In the test example, the best laser efficiency of examples 1 to 3 and comparative examples 1 to 3 was measured by an integrating sphere, and the test results are shown in the following table 1:

TABLE 1

According to the test results, the laser efficiency of the upconversion lasers in the embodiments 1 to 3 is improved by about 40% compared with the laser efficiency of the upconversion lasers in the comparative examples 1 to 3 provided with the reflector, and the laser emission efficiency of the laser is remarkably improved.

Test example 2

In the test example, simulation calculation is performed on the variation relationship between the excitation absorption efficiency of the laser in the embodiments 1 to 3 and the cavity length (the relative vertical distance between the total reflection mirror and the non-total reflection mirror) of the upconversion excitation unit through optical simulation, and the calculation result is shown in fig. 2 (the abscissa is the cavity length, and the ordinate is the excitation absorption efficiency). When the cavity length is increased to 3 cm, the excitation absorption efficiency α is substantially stable and slightly decreases, and therefore, the cavity length of the laser is preferably set to 3 mm to 3 cm. Specifically, such as: example 1 theoretical laser absorption efficiency of gain cavity was 4.2cm^-1When the cavity length is 0.35cm, the excitation absorption efficiency is improved by nearly 40%; example 2 theoretical laser absorption efficiency of a gain cavity is2cm^-1When the cavity length is 0.6cm, the excitation absorption efficiency is improved by nearly 35%; example 3 theoretical laser absorption efficiency of gain cavity is 0.5cm^-1When the cavity length is 2.5cm, the excitation absorption efficiency is improved by nearly 35%.

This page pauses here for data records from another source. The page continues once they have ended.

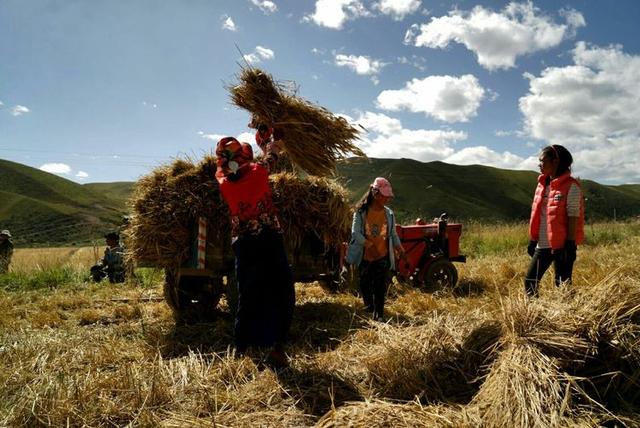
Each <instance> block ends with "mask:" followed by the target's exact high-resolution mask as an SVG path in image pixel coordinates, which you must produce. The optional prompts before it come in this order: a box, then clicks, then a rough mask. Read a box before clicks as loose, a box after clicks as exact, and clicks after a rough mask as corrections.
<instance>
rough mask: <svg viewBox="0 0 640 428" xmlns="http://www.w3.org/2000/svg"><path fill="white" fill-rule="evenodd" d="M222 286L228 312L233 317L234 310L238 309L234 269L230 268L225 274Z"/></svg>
mask: <svg viewBox="0 0 640 428" xmlns="http://www.w3.org/2000/svg"><path fill="white" fill-rule="evenodd" d="M223 287H224V295H225V297H226V300H227V308H228V309H229V314H231V316H233V317H235V316H236V311H237V310H238V284H237V283H236V272H235V270H231V271H230V272H229V273H228V274H227V275H225V283H224V285H223Z"/></svg>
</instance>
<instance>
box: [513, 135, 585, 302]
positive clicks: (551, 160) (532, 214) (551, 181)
mask: <svg viewBox="0 0 640 428" xmlns="http://www.w3.org/2000/svg"><path fill="white" fill-rule="evenodd" d="M539 160H540V164H539V165H540V176H539V177H538V187H537V188H536V191H535V194H534V197H533V204H532V206H531V219H530V221H529V238H530V241H529V245H528V247H527V252H528V253H529V255H530V256H531V263H530V264H529V269H528V270H527V273H526V276H525V281H524V284H525V290H526V292H527V294H528V295H529V296H537V295H538V285H539V284H540V280H541V279H542V276H543V275H544V273H545V272H546V271H547V269H548V268H549V266H550V265H551V263H553V265H554V269H555V283H556V286H559V285H560V284H562V283H563V282H568V283H570V282H571V276H572V273H573V263H574V262H575V260H576V252H577V246H578V245H580V244H582V242H583V241H584V198H583V196H582V191H581V189H580V183H579V182H578V180H576V179H575V178H573V177H572V176H571V164H572V163H573V157H572V156H571V153H569V151H568V150H567V149H566V148H565V147H563V146H560V145H557V144H554V145H551V146H547V147H545V148H544V149H542V152H541V154H540V158H539Z"/></svg>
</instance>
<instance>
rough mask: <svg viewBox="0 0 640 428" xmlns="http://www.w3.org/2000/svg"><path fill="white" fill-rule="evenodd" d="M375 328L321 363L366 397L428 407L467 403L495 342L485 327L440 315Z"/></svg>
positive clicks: (361, 336) (458, 318)
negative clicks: (376, 398) (437, 403)
mask: <svg viewBox="0 0 640 428" xmlns="http://www.w3.org/2000/svg"><path fill="white" fill-rule="evenodd" d="M374 327H375V328H374V329H372V330H364V331H360V332H358V333H356V334H355V335H353V336H352V338H350V340H348V341H345V342H344V343H342V344H341V345H340V347H339V348H338V349H336V350H335V351H333V352H331V353H328V354H326V355H325V356H324V357H323V358H322V359H321V360H320V361H319V363H320V364H321V365H322V366H323V367H324V369H325V370H327V371H331V372H333V373H337V374H339V376H340V377H342V378H344V379H349V381H350V382H351V383H353V384H355V385H358V387H359V389H360V390H361V391H362V393H363V395H370V394H375V395H376V396H381V397H387V398H393V399H400V400H414V399H417V400H419V401H420V402H427V403H430V402H436V401H437V402H445V403H464V402H467V401H469V400H470V399H471V397H472V396H473V395H474V394H475V393H476V392H477V389H478V386H477V383H476V380H477V379H478V378H480V377H481V376H482V375H483V374H484V370H483V367H484V366H485V365H486V364H487V362H488V360H487V359H488V358H489V357H490V354H491V348H492V345H493V344H494V343H495V340H497V336H496V330H495V328H493V329H492V328H488V327H487V324H486V321H484V320H481V319H479V318H472V319H469V318H465V317H462V316H458V315H452V314H444V315H443V314H437V313H436V314H433V315H432V316H431V317H429V318H426V319H424V320H421V322H420V324H418V325H408V326H407V325H402V326H397V325H393V324H376V325H375V326H374ZM483 335H484V338H482V339H481V338H480V337H479V336H483ZM469 337H474V340H468V338H469Z"/></svg>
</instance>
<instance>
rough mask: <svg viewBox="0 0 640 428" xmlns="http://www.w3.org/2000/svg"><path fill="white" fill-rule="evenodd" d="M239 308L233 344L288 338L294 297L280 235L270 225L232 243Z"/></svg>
mask: <svg viewBox="0 0 640 428" xmlns="http://www.w3.org/2000/svg"><path fill="white" fill-rule="evenodd" d="M233 250H234V252H235V255H236V279H237V286H238V310H237V312H236V319H235V342H236V348H237V349H238V351H240V352H244V351H245V350H246V349H247V347H249V346H272V345H282V344H284V342H285V341H286V339H287V334H288V332H289V327H290V326H291V319H292V318H293V308H294V306H295V302H296V297H295V289H294V285H293V276H292V275H291V269H290V268H289V263H288V262H287V254H286V251H285V248H284V244H283V242H282V235H281V234H280V233H278V232H275V231H273V230H270V229H265V230H263V231H262V232H261V233H260V234H258V235H246V236H241V237H239V238H237V239H236V240H235V241H234V243H233Z"/></svg>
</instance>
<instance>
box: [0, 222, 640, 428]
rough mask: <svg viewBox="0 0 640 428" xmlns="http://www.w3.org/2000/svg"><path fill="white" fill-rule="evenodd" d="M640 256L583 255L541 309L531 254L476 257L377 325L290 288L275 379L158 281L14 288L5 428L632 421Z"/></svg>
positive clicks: (2, 415) (218, 330) (398, 304)
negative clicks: (457, 272)
mask: <svg viewBox="0 0 640 428" xmlns="http://www.w3.org/2000/svg"><path fill="white" fill-rule="evenodd" d="M604 227H606V226H604ZM494 229H495V228H494ZM522 233H525V231H524V229H522ZM462 243H463V252H464V234H463V239H462ZM22 251H28V250H18V251H17V252H16V257H22V256H23V255H21V254H20V253H21V252H22ZM60 251H66V250H60ZM638 253H640V237H638V236H626V237H625V238H624V240H623V242H621V243H619V244H613V245H611V244H601V245H587V246H585V247H581V248H580V250H579V255H578V262H577V264H576V271H575V278H576V279H575V284H574V285H573V286H572V287H571V288H563V289H555V287H554V286H553V285H552V278H551V276H550V275H548V276H546V277H545V280H544V282H543V285H542V289H541V296H540V298H539V299H537V300H527V299H525V298H523V296H522V275H523V272H524V270H525V268H526V263H527V261H528V260H527V257H526V256H525V255H524V249H522V251H521V252H518V253H516V252H504V253H502V254H493V253H492V254H488V255H485V256H481V257H471V258H470V259H469V261H468V263H467V264H466V265H460V264H458V265H457V266H458V267H459V270H460V278H461V284H460V288H459V289H458V290H453V291H452V290H429V291H427V292H425V291H420V290H416V289H413V288H411V287H410V286H408V285H407V284H399V283H394V284H393V286H392V289H391V290H390V293H389V301H388V305H387V316H388V320H387V322H385V323H379V322H374V321H372V320H370V319H369V318H368V316H367V315H366V312H365V311H364V308H363V305H362V303H361V301H360V299H359V298H358V297H357V296H354V295H352V294H349V293H345V294H328V293H326V292H325V291H324V290H323V289H322V288H321V287H319V286H318V285H316V284H297V287H296V289H297V304H296V312H295V316H294V325H293V327H292V331H291V344H290V347H289V350H288V352H289V355H290V357H291V367H290V368H288V369H285V370H283V371H280V372H273V371H271V370H270V369H267V368H264V367H263V365H262V363H261V359H262V357H263V356H264V354H263V351H261V350H255V351H253V352H252V353H251V354H250V355H248V356H245V357H243V358H239V357H237V356H235V355H234V353H233V350H232V343H233V341H232V328H231V323H230V315H229V314H228V313H226V311H225V308H226V307H225V305H224V304H222V305H221V307H220V308H219V310H218V312H217V318H216V319H215V320H214V321H213V322H211V323H208V324H199V325H194V326H176V325H175V323H174V321H173V317H172V314H171V310H170V308H169V307H168V306H167V305H166V303H164V302H162V301H157V300H155V301H154V300H152V299H151V300H150V299H149V297H150V296H151V297H153V296H155V297H159V296H160V295H161V290H162V286H161V284H160V282H161V279H160V278H157V280H156V281H155V282H153V281H151V282H148V283H145V284H143V285H137V284H134V283H125V284H124V285H119V286H109V285H107V286H105V285H99V286H98V285H92V284H90V283H85V282H82V281H76V282H69V283H61V284H58V285H56V286H55V287H41V288H39V289H33V290H26V289H10V288H6V287H5V288H2V289H0V314H1V315H0V356H1V357H0V369H1V370H0V425H7V426H43V425H47V426H51V425H52V426H60V425H66V424H69V425H88V426H112V425H128V424H130V425H132V426H147V425H161V426H171V427H173V426H213V425H219V426H256V425H258V426H320V427H338V426H367V427H369V426H406V427H415V426H424V427H433V426H436V427H437V426H441V427H460V426H467V427H498V426H514V427H530V426H541V427H542V426H544V427H548V426H576V427H591V426H598V425H604V426H640V422H639V420H640V419H639V418H640V393H639V392H638V391H640V388H639V385H638V379H639V378H640V359H639V358H638V349H640V346H639V339H640V268H639V267H638V266H637V264H636V263H634V260H635V258H636V257H637V256H638ZM65 254H66V253H65ZM65 257H66V260H68V261H71V260H72V258H73V257H74V256H73V255H68V254H66V256H64V257H62V256H61V263H66V262H64V261H62V259H65ZM27 267H28V266H25V265H22V267H21V272H22V269H25V270H26V269H27ZM508 268H510V269H508ZM2 284H4V283H2Z"/></svg>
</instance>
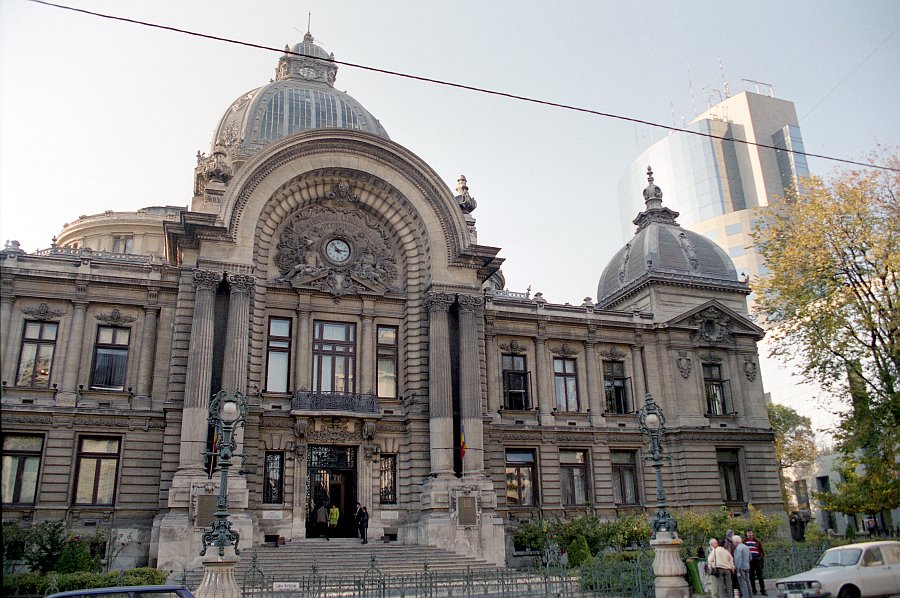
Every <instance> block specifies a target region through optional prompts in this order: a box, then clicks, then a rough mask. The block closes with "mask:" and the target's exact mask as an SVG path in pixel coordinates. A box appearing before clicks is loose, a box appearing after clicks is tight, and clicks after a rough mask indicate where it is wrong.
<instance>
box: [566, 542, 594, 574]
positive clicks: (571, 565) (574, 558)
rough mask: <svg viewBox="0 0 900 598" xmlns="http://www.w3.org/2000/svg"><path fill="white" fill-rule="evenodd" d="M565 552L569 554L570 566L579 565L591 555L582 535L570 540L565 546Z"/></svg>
mask: <svg viewBox="0 0 900 598" xmlns="http://www.w3.org/2000/svg"><path fill="white" fill-rule="evenodd" d="M566 553H567V554H568V555H569V565H570V566H572V567H580V566H581V565H582V564H584V562H585V561H586V560H587V559H588V558H590V556H591V551H590V550H589V549H588V546H587V540H585V539H584V536H578V537H577V538H575V539H574V540H572V542H571V543H570V544H569V546H568V547H567V548H566Z"/></svg>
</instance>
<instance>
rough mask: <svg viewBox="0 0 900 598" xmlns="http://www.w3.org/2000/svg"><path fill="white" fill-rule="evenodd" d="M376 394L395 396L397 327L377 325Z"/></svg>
mask: <svg viewBox="0 0 900 598" xmlns="http://www.w3.org/2000/svg"><path fill="white" fill-rule="evenodd" d="M377 385H378V390H377V391H378V396H379V398H383V399H396V398H397V327H396V326H379V327H378V381H377Z"/></svg>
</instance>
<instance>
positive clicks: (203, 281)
mask: <svg viewBox="0 0 900 598" xmlns="http://www.w3.org/2000/svg"><path fill="white" fill-rule="evenodd" d="M220 282H222V273H221V272H213V271H212V270H200V269H196V270H194V286H195V287H196V288H198V289H206V290H210V291H215V290H216V289H217V288H218V287H219V283H220Z"/></svg>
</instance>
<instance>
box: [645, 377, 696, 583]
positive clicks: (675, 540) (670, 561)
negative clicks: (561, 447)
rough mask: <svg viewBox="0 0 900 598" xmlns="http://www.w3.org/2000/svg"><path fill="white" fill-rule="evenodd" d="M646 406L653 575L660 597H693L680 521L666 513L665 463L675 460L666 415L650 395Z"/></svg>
mask: <svg viewBox="0 0 900 598" xmlns="http://www.w3.org/2000/svg"><path fill="white" fill-rule="evenodd" d="M644 401H645V403H644V406H643V407H642V408H641V410H640V411H638V425H639V426H640V429H641V434H643V435H645V436H647V438H649V440H650V450H649V452H648V454H647V455H646V456H645V457H644V461H647V462H649V463H650V466H651V467H653V469H654V471H655V472H656V516H654V518H653V523H652V526H653V536H652V539H651V540H650V545H651V546H652V547H653V551H654V553H655V555H656V556H655V558H654V560H653V574H654V576H655V578H656V581H655V586H656V598H676V597H677V598H682V597H686V596H688V594H689V590H688V585H687V581H685V579H684V575H685V573H686V572H687V569H686V568H685V566H684V563H683V562H681V555H680V554H679V552H680V549H681V539H680V538H679V537H678V531H677V530H678V522H677V521H675V519H674V518H673V517H672V516H671V515H669V512H668V511H666V491H665V489H664V488H663V482H662V466H663V461H671V460H672V458H671V457H670V456H668V455H664V454H663V449H662V442H661V439H662V435H663V434H665V433H666V416H665V415H664V414H663V412H662V409H660V408H659V405H657V404H656V402H655V401H654V400H653V395H651V394H650V393H649V392H648V393H647V394H646V395H645V397H644Z"/></svg>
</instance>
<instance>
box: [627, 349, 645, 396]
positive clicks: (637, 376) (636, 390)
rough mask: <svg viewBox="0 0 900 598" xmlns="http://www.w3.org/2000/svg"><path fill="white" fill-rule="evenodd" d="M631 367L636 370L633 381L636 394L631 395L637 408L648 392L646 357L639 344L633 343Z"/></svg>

In addition, the laser threshold of the laser of example 1 and the laser of comparative example 1 were also tested by the integrating sphere, and the test results are shown in table 2 below:

TABLE 2

	Laser threshold (mJ/cm)2)
		Comparative example 1	120
Example 1	80

From the test results, the laser threshold of the laser with the front and rear reflectors added in embodiment 1 of the present invention is reduced by 40% compared with the laser threshold of the laser without the reflectors added in proportion 1, which indicates that the laser in embodiment 1 of the present invention has lower laser emission power and is easier to emit laser.

The above description is only for the purpose of illustrating the preferred embodiments of the present invention and is not to be construed as limiting the invention, and any modifications, equivalents and improvements made within the spirit and principle of the present invention are intended to be included within the scope of the present invention.